The team replicated Pollock’s technique by creating a machine with a stationary syringe at a fixed height that dripped fluid onto a moving canvas. “By doing this laboratory experiment under the same conditions, we can replicate his technique. In a sense, (we) dehumanize Jackson Pollock and understand in which set of conditions he was painting,” Zenit said.


When pouring a highly viscous fluid, such as honey, onto a surface, the fluid tends to accumulate and build on top of itself rather than dispersing outward like water, Zenit said. “By moving his hand, he was able to overcome this instability,” Zenit added.


Evidence of this accumulation, or coil, can be seen when Pollock slows his movement while physically turning himself or his hand. “This is especially evident in his painting (‘Number 1A, 1948’),” Herczynski said.

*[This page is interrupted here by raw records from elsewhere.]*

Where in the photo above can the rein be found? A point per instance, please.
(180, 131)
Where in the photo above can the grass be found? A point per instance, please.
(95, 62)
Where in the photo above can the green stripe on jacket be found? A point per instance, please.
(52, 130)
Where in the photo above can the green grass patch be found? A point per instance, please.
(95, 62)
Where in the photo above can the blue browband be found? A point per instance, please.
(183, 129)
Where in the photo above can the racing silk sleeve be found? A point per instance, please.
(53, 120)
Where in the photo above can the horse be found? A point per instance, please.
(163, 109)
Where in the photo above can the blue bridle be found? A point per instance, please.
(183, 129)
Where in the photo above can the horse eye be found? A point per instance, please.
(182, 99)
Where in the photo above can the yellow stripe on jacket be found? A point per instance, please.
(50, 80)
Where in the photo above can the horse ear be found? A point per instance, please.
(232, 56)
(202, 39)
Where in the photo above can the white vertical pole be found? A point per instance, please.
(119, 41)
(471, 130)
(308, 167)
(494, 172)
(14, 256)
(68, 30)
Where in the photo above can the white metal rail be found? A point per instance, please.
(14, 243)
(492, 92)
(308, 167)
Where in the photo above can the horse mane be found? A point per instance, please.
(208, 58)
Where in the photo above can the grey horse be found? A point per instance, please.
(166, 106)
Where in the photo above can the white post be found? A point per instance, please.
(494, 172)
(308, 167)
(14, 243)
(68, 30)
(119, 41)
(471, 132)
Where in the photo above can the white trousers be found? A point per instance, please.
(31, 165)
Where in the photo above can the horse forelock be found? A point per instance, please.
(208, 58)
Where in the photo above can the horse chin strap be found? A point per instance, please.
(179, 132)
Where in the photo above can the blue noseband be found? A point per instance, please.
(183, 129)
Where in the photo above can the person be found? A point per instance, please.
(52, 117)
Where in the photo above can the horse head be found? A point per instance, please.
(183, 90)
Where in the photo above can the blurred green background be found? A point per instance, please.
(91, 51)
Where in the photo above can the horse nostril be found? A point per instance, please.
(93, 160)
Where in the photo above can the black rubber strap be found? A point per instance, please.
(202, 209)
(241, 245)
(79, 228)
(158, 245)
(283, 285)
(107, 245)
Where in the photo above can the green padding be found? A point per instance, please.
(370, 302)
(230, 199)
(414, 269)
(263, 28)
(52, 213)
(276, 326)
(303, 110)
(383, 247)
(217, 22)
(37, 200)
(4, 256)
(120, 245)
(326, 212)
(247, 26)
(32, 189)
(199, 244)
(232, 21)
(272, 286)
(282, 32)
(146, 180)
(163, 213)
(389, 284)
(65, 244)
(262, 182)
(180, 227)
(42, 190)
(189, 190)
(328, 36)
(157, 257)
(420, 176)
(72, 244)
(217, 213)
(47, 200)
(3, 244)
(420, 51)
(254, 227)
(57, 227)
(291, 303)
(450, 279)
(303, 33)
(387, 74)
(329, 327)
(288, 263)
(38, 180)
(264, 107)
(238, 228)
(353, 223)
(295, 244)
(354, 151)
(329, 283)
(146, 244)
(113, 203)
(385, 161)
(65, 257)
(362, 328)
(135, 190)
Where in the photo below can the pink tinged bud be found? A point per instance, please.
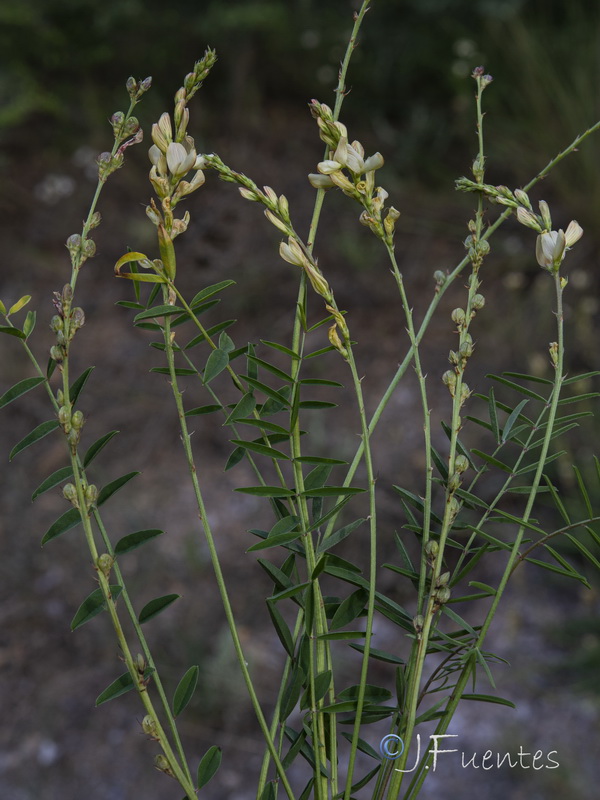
(545, 212)
(179, 160)
(374, 162)
(279, 224)
(292, 253)
(550, 249)
(320, 181)
(329, 166)
(270, 194)
(528, 219)
(573, 233)
(248, 194)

Pollock avoided droplets, or fragmentation, in his work in addition to the coiling. He deliberately created straight lines with thick paint, rather than droplets. “For example, the water jet coming out of a shower head fragments into droplets. … By using very viscous fluids, you can actually prevent that fragmentation from occurring. If you used paint that had little viscosity, the liquid paint would fragment and wouldn’t be able to deposit these straight lines,” Zenit said.


The rheology of a material — how a fluid responds or flows when you push it or apply a force on it — is also an important property of paint, Ribe said. “Paint has a specific rheology. You want it to stick to the brush when you pull it out … of the pot. As you move the brush over the surface, you want the paint to come off, and you want the paint to stay put where you painted it.” Fluids that respond to a certain level of force, like the force applied by a paintbrush, are called yield stress fluids.


While Zenit said that the research could have applications in identifying counterfeit Pollock paintings, Herczynski said the research should be understood as a contribution “to the art historical discussion about these works, how they were created, why they look the way they do and how to interpret what one sees. Our goal is to bring physics tools to a painting or a collection of paintings by an artist who … invited nature to play a role in his process.”


In the future, Zenit hopes to investigate the presence of instabilities in other forms of art, such as watercolor painting. “My hope is to engage with local artists, to have them in the lab … to make the idea of collaboration within fields a tangible idea,” he added.